Royal Botanic Gardens, Kew, Richmond, Surrey, TW9 3AE, UK.
Cladistics. 2022 Oct;38(5):595-611. doi: 10.1111/cla.12507. Epub 2022 May 15.
We examined the impact of successive alignment quality-control steps on downstream phylogenomic analyses. We applied a recently published phylogenomics pipeline that was developed for the Angiosperms353 target-sequence-capture probe set to the flowering plant order Celastrales. Our final dataset consists of 158 species, including at least one exemplar from all 109 currently recognized Celastrales genera. We performed nine quality-control steps and compared the inferred resolution, branch support, and topological congruence of the inferred gene and species trees with those generated after each of the first six steps. We describe and justify each of our quality-control steps, including manual masking, in detail so that they may be readily applied to other lineages. We found that highly supported clades could generally be relied upon even if stringent orthology and alignment quality-control measures had not been applied. But separate instances were identified, for both concatenation and coalescence, wherein a clade was highly supported before manual masking but then subsequently contradicted. These results are generally reassuring for broad-scale analyses that use phylogenomics pipelines, but also indicate that we cannot rely exclusively on these analyses to conclude how challenging phylogenetic problems are best resolved.
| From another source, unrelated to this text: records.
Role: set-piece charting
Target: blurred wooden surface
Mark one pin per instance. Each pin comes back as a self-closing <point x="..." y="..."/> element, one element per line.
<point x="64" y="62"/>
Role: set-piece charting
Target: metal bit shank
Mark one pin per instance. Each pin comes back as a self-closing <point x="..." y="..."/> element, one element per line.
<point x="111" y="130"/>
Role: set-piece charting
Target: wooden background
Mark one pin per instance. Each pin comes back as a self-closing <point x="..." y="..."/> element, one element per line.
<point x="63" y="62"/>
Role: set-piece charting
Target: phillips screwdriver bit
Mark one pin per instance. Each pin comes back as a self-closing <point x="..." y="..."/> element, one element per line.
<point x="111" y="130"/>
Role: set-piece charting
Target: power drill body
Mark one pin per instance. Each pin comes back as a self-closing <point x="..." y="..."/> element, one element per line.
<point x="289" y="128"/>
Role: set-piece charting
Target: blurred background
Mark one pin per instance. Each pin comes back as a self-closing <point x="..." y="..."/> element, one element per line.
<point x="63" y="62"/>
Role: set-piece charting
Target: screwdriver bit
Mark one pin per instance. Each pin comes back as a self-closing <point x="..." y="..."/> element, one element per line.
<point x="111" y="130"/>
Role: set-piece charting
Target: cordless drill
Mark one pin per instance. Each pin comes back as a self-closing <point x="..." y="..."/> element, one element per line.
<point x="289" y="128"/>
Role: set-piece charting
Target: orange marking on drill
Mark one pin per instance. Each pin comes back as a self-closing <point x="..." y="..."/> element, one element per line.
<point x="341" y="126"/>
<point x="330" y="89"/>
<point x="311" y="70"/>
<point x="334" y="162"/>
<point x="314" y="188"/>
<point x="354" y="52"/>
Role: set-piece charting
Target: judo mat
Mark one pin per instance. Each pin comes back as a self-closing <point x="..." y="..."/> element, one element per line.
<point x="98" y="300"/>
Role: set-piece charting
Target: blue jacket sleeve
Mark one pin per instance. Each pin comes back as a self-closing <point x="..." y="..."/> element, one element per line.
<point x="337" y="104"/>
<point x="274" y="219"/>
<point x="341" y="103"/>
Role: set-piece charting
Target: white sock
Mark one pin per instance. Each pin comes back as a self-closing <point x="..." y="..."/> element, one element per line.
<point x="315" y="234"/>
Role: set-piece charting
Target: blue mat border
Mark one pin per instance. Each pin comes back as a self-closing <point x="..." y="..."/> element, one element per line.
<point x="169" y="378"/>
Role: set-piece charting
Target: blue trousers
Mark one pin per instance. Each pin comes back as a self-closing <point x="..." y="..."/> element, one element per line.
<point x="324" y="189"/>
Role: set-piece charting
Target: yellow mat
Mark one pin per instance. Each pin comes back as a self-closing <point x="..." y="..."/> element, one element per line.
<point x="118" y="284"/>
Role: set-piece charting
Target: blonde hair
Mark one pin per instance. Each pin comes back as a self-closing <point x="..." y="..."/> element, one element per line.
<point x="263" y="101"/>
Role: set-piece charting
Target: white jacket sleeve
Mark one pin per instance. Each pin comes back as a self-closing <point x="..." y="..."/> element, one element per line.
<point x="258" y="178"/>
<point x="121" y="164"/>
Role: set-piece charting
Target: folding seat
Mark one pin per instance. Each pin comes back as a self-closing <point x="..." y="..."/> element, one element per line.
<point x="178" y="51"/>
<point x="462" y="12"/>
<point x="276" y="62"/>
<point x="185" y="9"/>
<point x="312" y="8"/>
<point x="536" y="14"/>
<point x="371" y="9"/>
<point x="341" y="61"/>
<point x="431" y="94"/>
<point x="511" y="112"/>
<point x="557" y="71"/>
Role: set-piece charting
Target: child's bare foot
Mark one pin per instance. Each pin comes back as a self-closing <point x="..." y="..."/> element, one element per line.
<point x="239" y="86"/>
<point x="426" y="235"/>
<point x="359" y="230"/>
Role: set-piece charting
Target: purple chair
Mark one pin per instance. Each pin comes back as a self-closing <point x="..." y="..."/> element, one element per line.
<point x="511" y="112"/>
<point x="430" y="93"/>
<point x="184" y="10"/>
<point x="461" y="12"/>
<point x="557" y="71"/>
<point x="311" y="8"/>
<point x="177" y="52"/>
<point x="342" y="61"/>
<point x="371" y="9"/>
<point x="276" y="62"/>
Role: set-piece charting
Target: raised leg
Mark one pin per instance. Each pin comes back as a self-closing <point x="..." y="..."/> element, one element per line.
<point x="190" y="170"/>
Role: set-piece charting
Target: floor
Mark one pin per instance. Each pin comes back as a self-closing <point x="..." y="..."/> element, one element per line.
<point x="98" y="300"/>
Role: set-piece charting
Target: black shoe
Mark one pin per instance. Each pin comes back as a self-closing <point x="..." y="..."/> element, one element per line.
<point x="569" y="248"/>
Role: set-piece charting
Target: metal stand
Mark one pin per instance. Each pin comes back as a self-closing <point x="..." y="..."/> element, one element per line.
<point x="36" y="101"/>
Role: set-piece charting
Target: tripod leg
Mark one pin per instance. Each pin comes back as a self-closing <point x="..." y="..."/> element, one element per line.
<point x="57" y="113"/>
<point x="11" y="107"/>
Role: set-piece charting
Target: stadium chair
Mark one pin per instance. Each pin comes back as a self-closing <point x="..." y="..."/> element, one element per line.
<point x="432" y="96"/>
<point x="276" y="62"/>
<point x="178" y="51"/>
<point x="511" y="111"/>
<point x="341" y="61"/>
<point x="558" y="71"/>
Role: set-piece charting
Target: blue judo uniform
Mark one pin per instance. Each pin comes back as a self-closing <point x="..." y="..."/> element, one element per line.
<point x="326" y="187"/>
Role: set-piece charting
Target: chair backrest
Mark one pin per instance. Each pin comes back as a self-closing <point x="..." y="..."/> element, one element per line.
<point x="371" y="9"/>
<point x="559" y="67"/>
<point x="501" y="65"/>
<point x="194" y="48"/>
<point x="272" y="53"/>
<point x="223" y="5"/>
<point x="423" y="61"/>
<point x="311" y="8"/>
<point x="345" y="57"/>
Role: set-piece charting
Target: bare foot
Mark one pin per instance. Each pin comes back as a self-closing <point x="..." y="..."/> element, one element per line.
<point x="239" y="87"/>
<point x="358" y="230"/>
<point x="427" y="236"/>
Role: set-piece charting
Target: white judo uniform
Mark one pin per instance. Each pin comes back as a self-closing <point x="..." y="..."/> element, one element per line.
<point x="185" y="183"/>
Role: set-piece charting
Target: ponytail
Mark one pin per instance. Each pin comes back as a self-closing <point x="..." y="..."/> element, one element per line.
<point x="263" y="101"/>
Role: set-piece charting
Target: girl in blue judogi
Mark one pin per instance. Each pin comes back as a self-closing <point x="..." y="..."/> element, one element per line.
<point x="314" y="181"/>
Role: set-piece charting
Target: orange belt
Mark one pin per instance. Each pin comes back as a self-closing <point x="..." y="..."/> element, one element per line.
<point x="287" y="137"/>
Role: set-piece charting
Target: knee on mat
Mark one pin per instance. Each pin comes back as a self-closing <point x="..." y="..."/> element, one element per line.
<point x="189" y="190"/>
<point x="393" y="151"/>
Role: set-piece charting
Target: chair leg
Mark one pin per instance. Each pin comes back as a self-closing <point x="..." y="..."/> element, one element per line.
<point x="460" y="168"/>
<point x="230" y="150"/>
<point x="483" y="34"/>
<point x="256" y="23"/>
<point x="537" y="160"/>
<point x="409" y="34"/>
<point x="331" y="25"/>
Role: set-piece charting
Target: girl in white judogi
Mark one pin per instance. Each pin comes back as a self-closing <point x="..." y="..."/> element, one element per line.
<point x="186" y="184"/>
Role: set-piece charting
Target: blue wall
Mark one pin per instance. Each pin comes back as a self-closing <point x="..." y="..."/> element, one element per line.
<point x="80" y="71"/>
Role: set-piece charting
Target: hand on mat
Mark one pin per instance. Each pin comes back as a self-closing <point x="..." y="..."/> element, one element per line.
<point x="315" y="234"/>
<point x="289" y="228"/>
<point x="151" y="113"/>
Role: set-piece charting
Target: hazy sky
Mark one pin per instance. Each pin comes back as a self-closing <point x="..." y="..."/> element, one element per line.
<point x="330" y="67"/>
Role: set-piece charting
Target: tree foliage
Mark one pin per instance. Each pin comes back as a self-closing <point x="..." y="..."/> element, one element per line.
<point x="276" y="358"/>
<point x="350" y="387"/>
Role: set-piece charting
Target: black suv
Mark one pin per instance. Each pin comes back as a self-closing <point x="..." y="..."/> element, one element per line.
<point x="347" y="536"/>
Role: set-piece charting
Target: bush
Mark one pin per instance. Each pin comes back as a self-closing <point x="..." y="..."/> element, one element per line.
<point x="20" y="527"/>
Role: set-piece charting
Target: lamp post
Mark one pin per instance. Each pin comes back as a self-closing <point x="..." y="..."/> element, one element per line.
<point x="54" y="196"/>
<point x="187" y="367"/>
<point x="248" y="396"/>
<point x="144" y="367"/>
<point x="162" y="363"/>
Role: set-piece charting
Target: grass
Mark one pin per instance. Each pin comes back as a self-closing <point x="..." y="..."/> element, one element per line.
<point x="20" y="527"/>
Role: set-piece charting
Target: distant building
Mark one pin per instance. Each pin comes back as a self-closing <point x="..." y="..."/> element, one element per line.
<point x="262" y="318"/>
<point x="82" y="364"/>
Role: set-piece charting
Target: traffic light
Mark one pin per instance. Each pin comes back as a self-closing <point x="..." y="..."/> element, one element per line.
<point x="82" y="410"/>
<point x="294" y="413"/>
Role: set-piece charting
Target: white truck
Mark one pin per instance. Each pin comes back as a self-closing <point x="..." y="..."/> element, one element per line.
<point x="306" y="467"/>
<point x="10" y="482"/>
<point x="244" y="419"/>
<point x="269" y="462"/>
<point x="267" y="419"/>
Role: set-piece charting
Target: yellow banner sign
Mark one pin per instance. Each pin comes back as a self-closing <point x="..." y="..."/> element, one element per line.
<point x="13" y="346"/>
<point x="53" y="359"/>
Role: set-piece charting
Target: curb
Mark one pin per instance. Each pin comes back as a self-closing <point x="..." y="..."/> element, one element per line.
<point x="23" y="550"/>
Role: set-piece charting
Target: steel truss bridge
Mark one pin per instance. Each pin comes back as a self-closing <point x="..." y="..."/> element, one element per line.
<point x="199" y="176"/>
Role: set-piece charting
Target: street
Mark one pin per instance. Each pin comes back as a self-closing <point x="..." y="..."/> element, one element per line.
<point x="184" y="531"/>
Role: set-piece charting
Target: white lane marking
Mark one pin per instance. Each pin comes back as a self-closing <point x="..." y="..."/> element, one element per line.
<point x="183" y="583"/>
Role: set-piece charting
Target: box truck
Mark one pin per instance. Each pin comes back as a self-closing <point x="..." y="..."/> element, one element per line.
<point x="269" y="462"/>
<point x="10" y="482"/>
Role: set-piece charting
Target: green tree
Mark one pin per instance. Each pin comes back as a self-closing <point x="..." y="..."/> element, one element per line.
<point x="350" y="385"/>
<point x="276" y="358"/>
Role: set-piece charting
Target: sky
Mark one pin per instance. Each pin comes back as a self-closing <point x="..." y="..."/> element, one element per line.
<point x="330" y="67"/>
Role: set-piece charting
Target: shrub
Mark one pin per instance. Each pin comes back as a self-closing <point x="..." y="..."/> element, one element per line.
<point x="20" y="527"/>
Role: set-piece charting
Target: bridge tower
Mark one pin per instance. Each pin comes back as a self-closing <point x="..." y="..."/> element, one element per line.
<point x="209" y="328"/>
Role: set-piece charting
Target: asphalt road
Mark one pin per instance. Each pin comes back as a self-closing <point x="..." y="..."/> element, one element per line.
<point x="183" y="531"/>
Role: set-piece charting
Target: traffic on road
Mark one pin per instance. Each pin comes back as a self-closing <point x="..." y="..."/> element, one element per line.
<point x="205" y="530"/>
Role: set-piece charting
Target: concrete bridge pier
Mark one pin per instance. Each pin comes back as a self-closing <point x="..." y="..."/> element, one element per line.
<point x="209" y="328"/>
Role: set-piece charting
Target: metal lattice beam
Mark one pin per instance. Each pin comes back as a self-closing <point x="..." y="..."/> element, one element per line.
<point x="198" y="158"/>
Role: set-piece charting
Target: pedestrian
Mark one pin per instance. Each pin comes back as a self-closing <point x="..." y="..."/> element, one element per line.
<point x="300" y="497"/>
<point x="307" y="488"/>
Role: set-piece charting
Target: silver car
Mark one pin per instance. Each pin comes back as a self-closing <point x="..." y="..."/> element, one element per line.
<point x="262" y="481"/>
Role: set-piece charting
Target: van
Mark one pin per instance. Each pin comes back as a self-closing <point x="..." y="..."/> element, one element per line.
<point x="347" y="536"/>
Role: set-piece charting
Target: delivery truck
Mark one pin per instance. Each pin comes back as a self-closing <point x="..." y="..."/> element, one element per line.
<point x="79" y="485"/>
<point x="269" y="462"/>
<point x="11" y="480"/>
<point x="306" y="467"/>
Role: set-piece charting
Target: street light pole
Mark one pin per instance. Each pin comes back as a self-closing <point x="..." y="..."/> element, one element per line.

我们研究了连续的序列质量控制步骤对下游系统基因组分析的影响。我们应用了一个最近发表的系统基因组学管道,该管道是为被子植物 353 个目标序列捕获探针集开发的,应用于开花植物目 Celastrales。我们的最终数据集包含 158 个物种,包括目前公认的 Celastrales 109 个属中的至少一个代表。我们进行了九个质量控制步骤,并比较了推断的基因树和物种树的分辨率、分支支持和拓扑一致性,与前六个步骤中的每一个步骤生成的结果进行了比较。我们详细描述并证明了我们的每一个质量控制步骤的合理性,包括手动屏蔽,以便它们可以很容易地应用于其他谱系。我们发现,即使没有应用严格的同源性和对齐质量控制措施,高度支持的分支通常也可以依赖。但是,在单独的实例中,无论是连锁还是合并,在手动屏蔽之前,一个分支得到了高度支持,但随后又被反驳。这些结果对于使用系统基因组学管道进行的广泛分析来说是令人欣慰的,但也表明我们不能仅仅依靠这些分析来得出解决具有挑战性的系统发育问题的最佳方法。